The Department informed Vierra, in an adverse action notice sent November 17, 1987, that excess countable income disqualified her for all AFDC benefits in December 1987. Vierra responded by immediately filing a fair hearing request. In a hearing held on January 21, 1988, the fair hearing officer affirmed the Department’s decision. Though the officer regretted the “egregious” actions of Vierra’s employer, she held that employer caused delay did not fall within the Hawaii Department of Social Services’ definition of the “good cause” exception to filing requirements.

Vierra took her case to a Hawaii state court. Before any action was taken on the appeal, Hawaii’s Department of Social Services filed a Third Party Complaint against the United States Department of Health and Human Services. The Secretary of Health and Human Services (the Secretary) removed the entire matter to the United States District Court.

The district court affirmed the Department’s action on the grounds that (1) Hawaii's restrictive definition of “good cause” to excuse late MERF filings did not defeat general AFDC purposes, and (2) the Secretary’s tacit approval of Hawaii’s narrow “good cause” definition was entitled to deference.

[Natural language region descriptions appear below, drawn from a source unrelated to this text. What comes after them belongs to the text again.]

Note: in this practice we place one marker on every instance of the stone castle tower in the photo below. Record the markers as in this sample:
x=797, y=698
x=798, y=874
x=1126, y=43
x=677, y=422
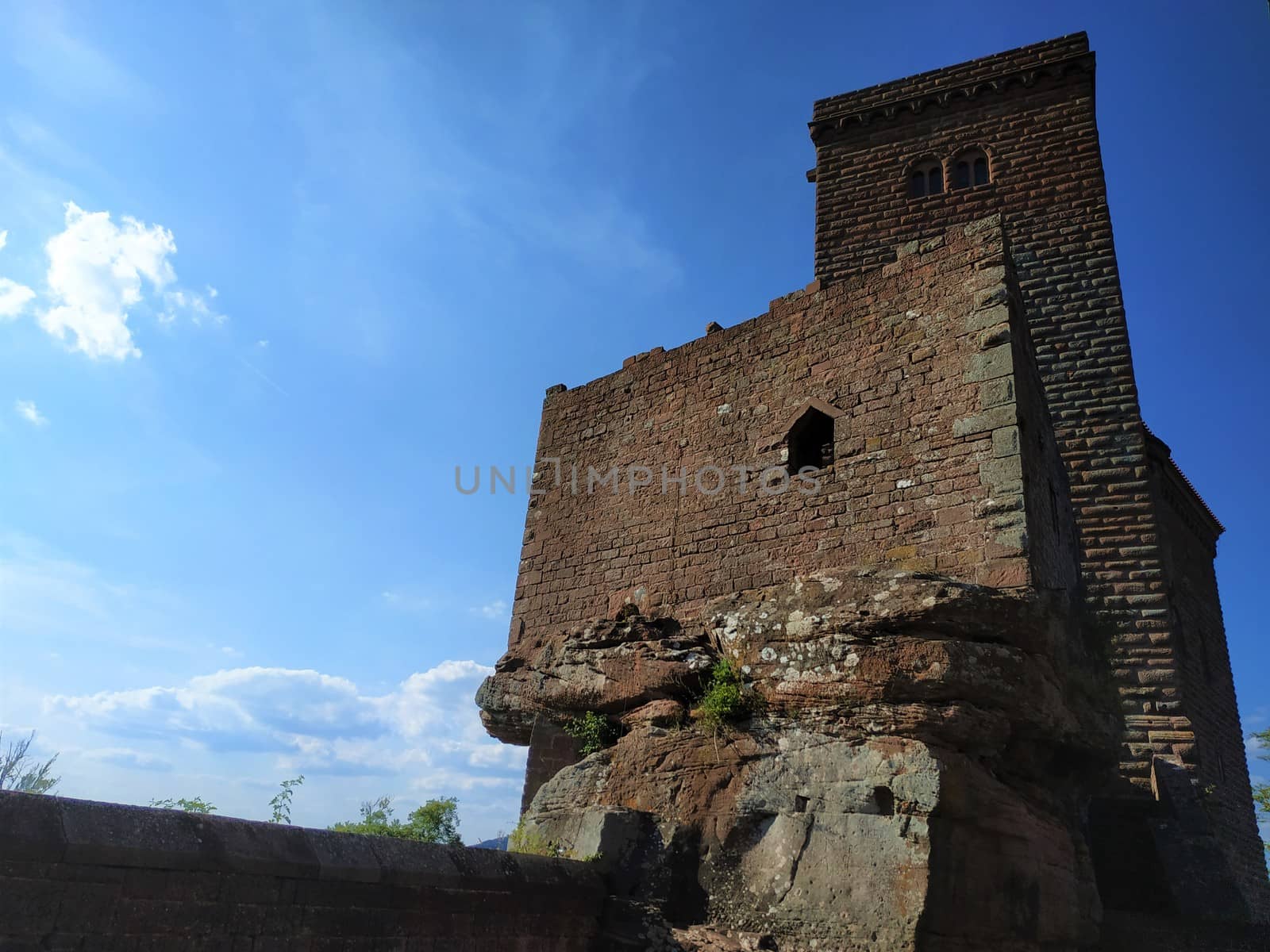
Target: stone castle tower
x=987, y=647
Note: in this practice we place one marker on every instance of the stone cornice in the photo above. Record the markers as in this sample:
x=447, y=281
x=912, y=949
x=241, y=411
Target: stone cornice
x=944, y=95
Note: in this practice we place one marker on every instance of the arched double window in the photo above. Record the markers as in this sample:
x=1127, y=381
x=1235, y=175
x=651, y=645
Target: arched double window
x=926, y=178
x=971, y=169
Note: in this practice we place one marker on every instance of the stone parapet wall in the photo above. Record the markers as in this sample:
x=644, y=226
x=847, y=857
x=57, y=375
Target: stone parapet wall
x=79, y=875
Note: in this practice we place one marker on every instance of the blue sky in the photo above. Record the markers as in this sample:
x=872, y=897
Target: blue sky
x=272, y=271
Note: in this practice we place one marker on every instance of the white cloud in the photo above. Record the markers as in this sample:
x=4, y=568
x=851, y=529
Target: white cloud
x=406, y=601
x=95, y=272
x=495, y=609
x=314, y=723
x=14, y=298
x=27, y=410
x=126, y=757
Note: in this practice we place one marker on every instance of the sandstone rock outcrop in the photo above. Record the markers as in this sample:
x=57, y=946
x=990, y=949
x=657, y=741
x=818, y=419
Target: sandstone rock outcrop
x=899, y=790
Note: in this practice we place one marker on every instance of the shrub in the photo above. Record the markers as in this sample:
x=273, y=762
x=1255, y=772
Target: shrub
x=592, y=731
x=436, y=822
x=725, y=698
x=524, y=839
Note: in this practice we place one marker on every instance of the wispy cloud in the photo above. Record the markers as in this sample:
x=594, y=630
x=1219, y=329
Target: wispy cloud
x=314, y=723
x=70, y=67
x=57, y=600
x=14, y=298
x=493, y=609
x=406, y=601
x=27, y=410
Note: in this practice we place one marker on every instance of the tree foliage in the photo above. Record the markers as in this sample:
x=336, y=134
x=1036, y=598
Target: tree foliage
x=436, y=822
x=279, y=806
x=592, y=731
x=190, y=805
x=725, y=698
x=1261, y=791
x=19, y=771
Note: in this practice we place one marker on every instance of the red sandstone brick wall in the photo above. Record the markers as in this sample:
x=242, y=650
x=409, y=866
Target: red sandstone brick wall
x=1189, y=535
x=1033, y=112
x=918, y=357
x=103, y=876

2. “WIN” Programs, EIDs, and the “Good Cause” System

“The AFDC program is a cooperative federal-state effort established by Congress to provide financial assistance and other services to needy dependent children and parents or relatives with whom they live.” Figueroa v. Sunn, 884 F.2d 1290, 1291 (9th Cir.1989). One specific purpose of the program is to encourage adult members of families receiving AFDC benefits “to attain or retain capability for the maximum self-support and personal independence consistent with the maintenance of continuing parental care and protection.” Id. (quoting 42 U.S.C.A. § 601 (1983)). In recognition of the fact that the AFDC system can create a financial incentive not to work, Congress enacted Earned Income Disregard (EID) provisions. Drysdale v. Spirito, 689 F.2d 252, 254 (1st Cir.1982). “By ‘disregarding’ certain classes of income that would otherwise be counted in the [AFDC] eligibility and benefits determinations, more families are deemed eligible for assistance than would otherwise be the case, and their benefits are increased.” Simpson v. Hegstrom, 873 F.2d 1294, 1295 (9th Cir.1989).

Earned Income Disregards are central to the effective operation of work incentive or “WIN” programs run by states pursuant to 42 U.S.C.A. § 645(b)(1)(B) (1983). Without these disregards, “increased income reduces the size of the AFDC grant, [and] members of AFDC families may have little financial incentive to work.” Drysdale v. Spirito, 689 F.2d at 254. The Secretary of Health and Human Services has promulgated regulations requiring state agencies to follow particular guidelines in defining earned income for purposes of the disregard. See Figueroa v. Sunn, 884 F.2d at 1291 (giving examples of earned income excluded by the disregards).

In 1980, Congress enacted legislation requiring timely eligibility reports as a means for ensuring correct eligibility determinations and benefit levels. 42 U.S.C.A. § 602(a)(8)(B)(i)(III) (West Supp.1989). It did so in response to concerns that “a large percentage of the payment errors made in the AFDC program relate to earned income and the failure of the recipient to report the correct amount of any changes in amount earned.” S.Rep. No. 336, 96th Cong., 2d Sess., reprinted in 1980 U.S. Code Cong. & Admin.News 1448, 1538. Earned income disregards are required to [1376]*1376be withheld from tardy filers except those who show good cause.